Immediately offer an appropriate chew toy. Hold it in front of your puppy's nose so they can smell it. If they take it, mark the moment with a click or a "yes" and give a small treat. You're rewarding the choice to switch from furniture to toy.
If your puppy won't take the toy, try a different one. Some puppies hold out for a higher-value option. A stuffed Kong almost always works when a nylon bone doesn't. Match the value of the toy to the value of whatever your puppy was chewing.
The most important rule: never punish your puppy after the fact. If you come home to a chewed shoe and yell at your puppy, they learn that you coming home is scary. They don't connect the punishment to the chewing because it happened hours ago. Instead, resolve to put your shoes away next time.

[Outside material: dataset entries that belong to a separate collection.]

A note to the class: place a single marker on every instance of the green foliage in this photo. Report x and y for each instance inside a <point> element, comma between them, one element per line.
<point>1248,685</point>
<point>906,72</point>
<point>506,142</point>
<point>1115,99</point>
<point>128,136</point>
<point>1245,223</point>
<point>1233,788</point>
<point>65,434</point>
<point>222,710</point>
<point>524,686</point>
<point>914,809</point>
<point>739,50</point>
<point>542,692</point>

Catch your puppy chewing the right thing and reward it. When you see your puppy choose a toy on their own, mark it and pay. The more you reinforce good chew choices, the more your puppy makes them.
Next Steps: Your Chewing Game Plan
Tonight, do a chew audit of your home. Walk through every room your puppy can access and pick up anything that could be chewed. Shoes go in closets, cords get covered, and anything within reach gets moved or sprayed with bitter deterrent.

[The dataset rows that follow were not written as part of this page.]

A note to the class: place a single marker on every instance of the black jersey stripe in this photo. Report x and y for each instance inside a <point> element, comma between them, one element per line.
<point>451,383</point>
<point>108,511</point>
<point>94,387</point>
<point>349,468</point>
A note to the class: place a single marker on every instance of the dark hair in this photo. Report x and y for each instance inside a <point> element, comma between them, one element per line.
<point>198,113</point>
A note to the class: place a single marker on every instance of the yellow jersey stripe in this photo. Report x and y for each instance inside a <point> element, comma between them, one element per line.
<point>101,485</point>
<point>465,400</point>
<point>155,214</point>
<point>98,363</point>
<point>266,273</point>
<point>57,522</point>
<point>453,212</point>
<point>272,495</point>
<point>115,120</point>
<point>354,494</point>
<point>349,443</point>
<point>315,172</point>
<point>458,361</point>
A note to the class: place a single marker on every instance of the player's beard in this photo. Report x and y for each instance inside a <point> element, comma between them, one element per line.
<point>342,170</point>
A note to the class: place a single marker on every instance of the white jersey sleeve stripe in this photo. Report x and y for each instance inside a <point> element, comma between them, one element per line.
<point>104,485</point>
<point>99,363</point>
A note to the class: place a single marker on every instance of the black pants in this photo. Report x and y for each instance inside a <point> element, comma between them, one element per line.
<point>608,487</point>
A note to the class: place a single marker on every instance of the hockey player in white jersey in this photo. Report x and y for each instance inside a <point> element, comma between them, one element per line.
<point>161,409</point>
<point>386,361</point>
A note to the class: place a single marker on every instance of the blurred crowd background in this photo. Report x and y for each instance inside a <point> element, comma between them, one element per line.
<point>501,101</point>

Tomorrow, buy or prepare three chew toys if you don't have them already. A frozen Kong, a nylon bone, and a frozen washcloth cover the bases for most puppies. Set them out in the areas where your puppy spends the most time.
This week, practice the redirect-and-reward cycle every single time you see your puppy chewing something they shouldn't. Clap calmly, offer the toy, and mark and reward the switch. Do this 20 to 30 times over the week. Your puppy will start choosing toys on their own.
Keep a training log for two weeks. Note what your puppy chewed, when it happened, and what toy you redirected to. Patterns will emerge. Maybe your puppy chews most at 5 PM when they're bored, or maybe it's always after meals when gums are sore. Use those patterns to stay ahead of the behavior.
If the chewing doesn't improve after three weeks of consistent management and redirection, consider whether your puppy is getting enough exercise and mental stimulation. A tired puppy chews less. Add a 15-minute training session or a puzzle feeder to the daily routine and see if the destructive chewing drops off.
Frequently Asked Questions
Why does my puppy chew on furniture and shoes?
Puppies chew for three main reasons: teething pain, boredom, and exploration. Between 3 and 6 months, adult teeth push through the gums and chewing relieves the discomfort. Puppies also explore the world with their mouths, and a shoe left on the floor is an irresistible target when no appropriate chew toy is available.
How long does the destructive chewing phase last?
Destructive chewing peaks during teething, which runs from about 3 to 7 months. Most puppies chew less once their adult teeth settle in around 7 months, but some breeds keep strong chewing urges through adolescence at 12 to 18 months. Consistent redirection and management keep your furniture safe through every phase.
What are the best chew toys for a teething puppy?
Look for rubber toys like Kongs stuffed with frozen peanut butter, nylon bones for hard chewers, and frozen washcloths for teething relief. Avoid cooked bones, rawhide without supervision, and anything that splinters. Rotate toys every few days so your puppy does not get bored with the same options.
Should I punish my puppy for chewing furniture?
No. Punishing your puppy after the fact only teaches them to fear you, not to stop chewing. Dogs do not connect a punishment with something they did hours ago. Instead, interrupt the chewing with a calm noise, redirect to an appropriate toy, and reward the switch. Clean up your belongings and manage the environment.
How do I stop my puppy from chewing shoes specifically?
Store all shoes in closed closets or on high shelves, especially during the first year. If your puppy cannot reach the shoes, they cannot chew them. Give your puppy a high-value chew toy at the same time you leave the house, so the shoe alternative is always more appealing than the real thing.